Представьте, что вы поранились, не знаю, например, резанули палец о край острой бумаги. Боль острая и мерзкая, да? Но она тут же исчезает, оставляя после себя прохладное наслаждение. Именно так работает вампирская слюна. Мы вонзаем в кожу клыки, ранка тут же начинает затягивается, но зубы не позволяют ей зарасти полностью. Боль и наслаждение. Снова боль, и снова наслаждение. Замкнутый круг. Своего рода, наркотик.
Вдруг я и правда вру себе, что не подсадила на него мою милую Хайди?
Чёртов-придурок-Эвэрли!
Вспоминаю слова дяди, которые он так любит повторять: если хочешь быть настоящим вампиром, а не его бледной тенью, то тебе нужен Дающий. Капля крови такого даст тебе силу и откроет чертоги твоего разума, не доступные тем, кто пьёт холодную и обезличенную кровь из пакета. Незачем себя попусту ограничивать, когда это никому не приносит вреда.
Вздыхаю и обхватываю пальцами руку Хайди:
— Ладно, но только, потому что я сегодня осталась без обеда.
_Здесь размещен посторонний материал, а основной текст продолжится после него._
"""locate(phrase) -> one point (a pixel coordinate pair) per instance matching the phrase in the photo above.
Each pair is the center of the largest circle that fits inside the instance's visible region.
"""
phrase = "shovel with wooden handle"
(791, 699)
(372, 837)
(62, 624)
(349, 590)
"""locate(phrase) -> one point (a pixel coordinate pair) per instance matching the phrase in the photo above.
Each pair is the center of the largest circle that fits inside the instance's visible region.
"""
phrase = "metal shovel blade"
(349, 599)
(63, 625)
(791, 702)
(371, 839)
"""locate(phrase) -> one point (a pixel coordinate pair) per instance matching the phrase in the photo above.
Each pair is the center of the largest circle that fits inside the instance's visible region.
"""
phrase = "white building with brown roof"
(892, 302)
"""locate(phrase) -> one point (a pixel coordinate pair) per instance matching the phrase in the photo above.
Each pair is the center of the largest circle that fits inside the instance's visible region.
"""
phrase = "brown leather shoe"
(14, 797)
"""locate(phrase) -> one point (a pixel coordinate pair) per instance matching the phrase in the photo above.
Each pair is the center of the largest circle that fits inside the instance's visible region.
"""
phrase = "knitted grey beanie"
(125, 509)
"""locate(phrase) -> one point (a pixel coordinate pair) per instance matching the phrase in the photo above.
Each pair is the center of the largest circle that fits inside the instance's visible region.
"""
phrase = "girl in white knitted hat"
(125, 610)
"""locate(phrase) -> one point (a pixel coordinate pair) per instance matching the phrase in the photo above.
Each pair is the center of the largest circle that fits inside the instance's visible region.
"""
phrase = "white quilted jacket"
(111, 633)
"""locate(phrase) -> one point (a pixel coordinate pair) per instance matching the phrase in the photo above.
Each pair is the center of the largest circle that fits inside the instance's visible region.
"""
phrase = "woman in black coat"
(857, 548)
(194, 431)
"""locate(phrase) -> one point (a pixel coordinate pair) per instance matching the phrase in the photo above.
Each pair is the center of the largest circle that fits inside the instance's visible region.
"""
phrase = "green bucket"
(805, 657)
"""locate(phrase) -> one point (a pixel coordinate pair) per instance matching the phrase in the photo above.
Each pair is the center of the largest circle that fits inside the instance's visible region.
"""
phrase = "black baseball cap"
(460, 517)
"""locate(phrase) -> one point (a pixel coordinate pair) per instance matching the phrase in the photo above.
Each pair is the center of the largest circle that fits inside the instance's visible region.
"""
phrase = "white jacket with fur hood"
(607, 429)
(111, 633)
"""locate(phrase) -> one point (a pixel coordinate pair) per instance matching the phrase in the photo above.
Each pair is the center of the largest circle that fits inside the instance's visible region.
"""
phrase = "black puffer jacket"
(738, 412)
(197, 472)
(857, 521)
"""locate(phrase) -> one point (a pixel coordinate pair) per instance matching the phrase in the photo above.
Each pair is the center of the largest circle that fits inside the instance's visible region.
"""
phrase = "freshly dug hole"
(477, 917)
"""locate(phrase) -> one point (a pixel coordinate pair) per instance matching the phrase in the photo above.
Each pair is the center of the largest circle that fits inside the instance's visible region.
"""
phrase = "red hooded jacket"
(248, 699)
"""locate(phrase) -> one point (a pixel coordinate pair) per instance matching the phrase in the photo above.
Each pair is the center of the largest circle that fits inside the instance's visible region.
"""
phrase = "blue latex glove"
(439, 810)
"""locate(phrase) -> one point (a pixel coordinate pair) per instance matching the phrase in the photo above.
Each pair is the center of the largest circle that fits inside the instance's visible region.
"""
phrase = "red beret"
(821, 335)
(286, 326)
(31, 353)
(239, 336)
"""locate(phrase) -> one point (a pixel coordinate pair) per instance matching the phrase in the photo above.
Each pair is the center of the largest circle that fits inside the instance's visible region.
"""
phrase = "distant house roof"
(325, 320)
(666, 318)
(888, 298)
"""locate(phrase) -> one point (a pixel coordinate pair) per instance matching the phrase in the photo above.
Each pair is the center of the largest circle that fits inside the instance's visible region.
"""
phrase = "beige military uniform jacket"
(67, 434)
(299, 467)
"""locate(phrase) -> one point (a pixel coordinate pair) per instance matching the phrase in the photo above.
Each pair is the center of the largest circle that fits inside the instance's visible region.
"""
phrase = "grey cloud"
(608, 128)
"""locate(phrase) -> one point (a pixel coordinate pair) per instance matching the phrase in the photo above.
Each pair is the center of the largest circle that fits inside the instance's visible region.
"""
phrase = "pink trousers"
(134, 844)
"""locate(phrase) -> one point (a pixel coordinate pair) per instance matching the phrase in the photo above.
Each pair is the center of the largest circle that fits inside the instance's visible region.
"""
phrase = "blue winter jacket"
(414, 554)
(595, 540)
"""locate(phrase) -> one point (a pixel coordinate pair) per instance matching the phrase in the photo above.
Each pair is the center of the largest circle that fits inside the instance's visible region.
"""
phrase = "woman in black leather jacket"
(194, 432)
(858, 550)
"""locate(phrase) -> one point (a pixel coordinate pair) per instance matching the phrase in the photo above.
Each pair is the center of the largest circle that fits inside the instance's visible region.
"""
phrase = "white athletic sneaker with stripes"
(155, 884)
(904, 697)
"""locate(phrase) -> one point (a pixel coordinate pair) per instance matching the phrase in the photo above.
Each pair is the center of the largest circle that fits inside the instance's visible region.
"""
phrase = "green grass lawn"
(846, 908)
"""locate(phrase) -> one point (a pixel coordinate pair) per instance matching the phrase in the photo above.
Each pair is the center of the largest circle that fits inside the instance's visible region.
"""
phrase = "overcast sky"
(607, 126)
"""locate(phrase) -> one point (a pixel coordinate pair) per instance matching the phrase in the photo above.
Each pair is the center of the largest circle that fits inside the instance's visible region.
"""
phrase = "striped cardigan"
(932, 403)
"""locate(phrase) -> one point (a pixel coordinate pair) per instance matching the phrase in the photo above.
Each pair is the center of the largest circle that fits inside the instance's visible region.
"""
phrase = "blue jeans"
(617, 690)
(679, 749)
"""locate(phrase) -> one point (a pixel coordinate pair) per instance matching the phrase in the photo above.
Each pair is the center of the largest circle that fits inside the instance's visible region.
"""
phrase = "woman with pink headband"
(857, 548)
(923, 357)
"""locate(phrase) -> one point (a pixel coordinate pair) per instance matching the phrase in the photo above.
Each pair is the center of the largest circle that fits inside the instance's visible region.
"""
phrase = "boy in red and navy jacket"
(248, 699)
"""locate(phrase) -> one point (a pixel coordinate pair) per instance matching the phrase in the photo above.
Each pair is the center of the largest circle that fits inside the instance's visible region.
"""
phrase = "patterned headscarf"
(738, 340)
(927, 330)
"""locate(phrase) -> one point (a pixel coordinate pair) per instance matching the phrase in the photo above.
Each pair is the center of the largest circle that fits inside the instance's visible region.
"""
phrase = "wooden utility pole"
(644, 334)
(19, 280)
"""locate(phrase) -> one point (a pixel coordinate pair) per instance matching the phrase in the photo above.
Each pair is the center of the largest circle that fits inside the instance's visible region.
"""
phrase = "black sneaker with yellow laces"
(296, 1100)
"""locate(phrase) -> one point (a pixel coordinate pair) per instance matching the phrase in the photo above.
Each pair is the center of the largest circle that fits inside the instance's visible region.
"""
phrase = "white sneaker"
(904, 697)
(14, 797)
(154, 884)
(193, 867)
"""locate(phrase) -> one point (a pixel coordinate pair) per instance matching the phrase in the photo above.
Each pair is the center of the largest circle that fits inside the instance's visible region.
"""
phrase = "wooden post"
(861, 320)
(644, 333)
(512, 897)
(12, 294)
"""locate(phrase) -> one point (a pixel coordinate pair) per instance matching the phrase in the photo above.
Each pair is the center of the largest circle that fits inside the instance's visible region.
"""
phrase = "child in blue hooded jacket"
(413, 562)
Хайди привычно вздрагивает, когда я вонзаю зубы в её кожу, и мгновенно расслабляется, прикрывая глаза и медленно выдыхая от удовольствия. Я тоже опускаю веки. Делаю первый и осторожный глоток. В ту же секунду в мозгу взрывается фейерверк удивительных вкусов. Бабушка говорит, что каждый вампир чувствует что-то своё, когда пьёт кровь. Лично меня кровь Хайди мысленно уносит в библиотеку, где я люблю зарыться в древних фолиантах книг. Или выбрасывает на берег моря, где лица и губ касаются солёные брызги. А ещё я могу бежать по хвойному лесу, где ночной воздух проникает в разгорячённые лёгкие.
Звериная и кровь из банка дают такой же эффект, но в миллион раз бледнее.
В миллион.
Поэтому я частенько люблю вспоминать слова своего дяди.
Помимо этого, я с легкостью могу рассказать, что в последние пару дней чувствовала Хайди. Её кровь рассказывает мне всё. Вплоть до смущения, которое она испытала, перебросившись парой слов с Гилински.
Делаю последний третий глоток и распахиваю глаза:
— Ты же знаешь, Стоун, что он тот ещё бабник! И потом, Гилински слишком глуп для тебя.
— Зато у него шикарная задница, — хмыкает она, наблюдая, как ранки от моих зубов исчезают прямо на глазах, словно по волшебству. Она любит это делать, закусив нижнюю губу от интереса. — А вообще это глупости, не забивай голову. Пойдём.
Угу, поверим ей на слово.
Я киваю и молча подхватываю свой рюкзак, выбираясь из кустов вслед за подругой. Она знает, что ей меня не провести, но и я понимаю, что некоторое из личного, должно оставаться личным, насколько бы близки мы не были.
По дороге до парковки мы с Хайди обсуждаем мистера Файт, чудаковатого учителя биологии, на которую ходим вместе. Лично мне он по чуть-чуть напоминает каждого члена моей семьи. Потому я не совсем понимаю, как к нему относиться. Зато Стоун с удовольствием подшучивает над ним, и сама же смеётся.
Затем она видит машину отца, целует меня в щёку на прощание и уходит. А я чувствую на себе чужой обжигающий взгляд. Но прежде... Прежде, да, Эвэрли снова устроил цирк со своей новой тачкой. И именно он прожигает меня взглядом.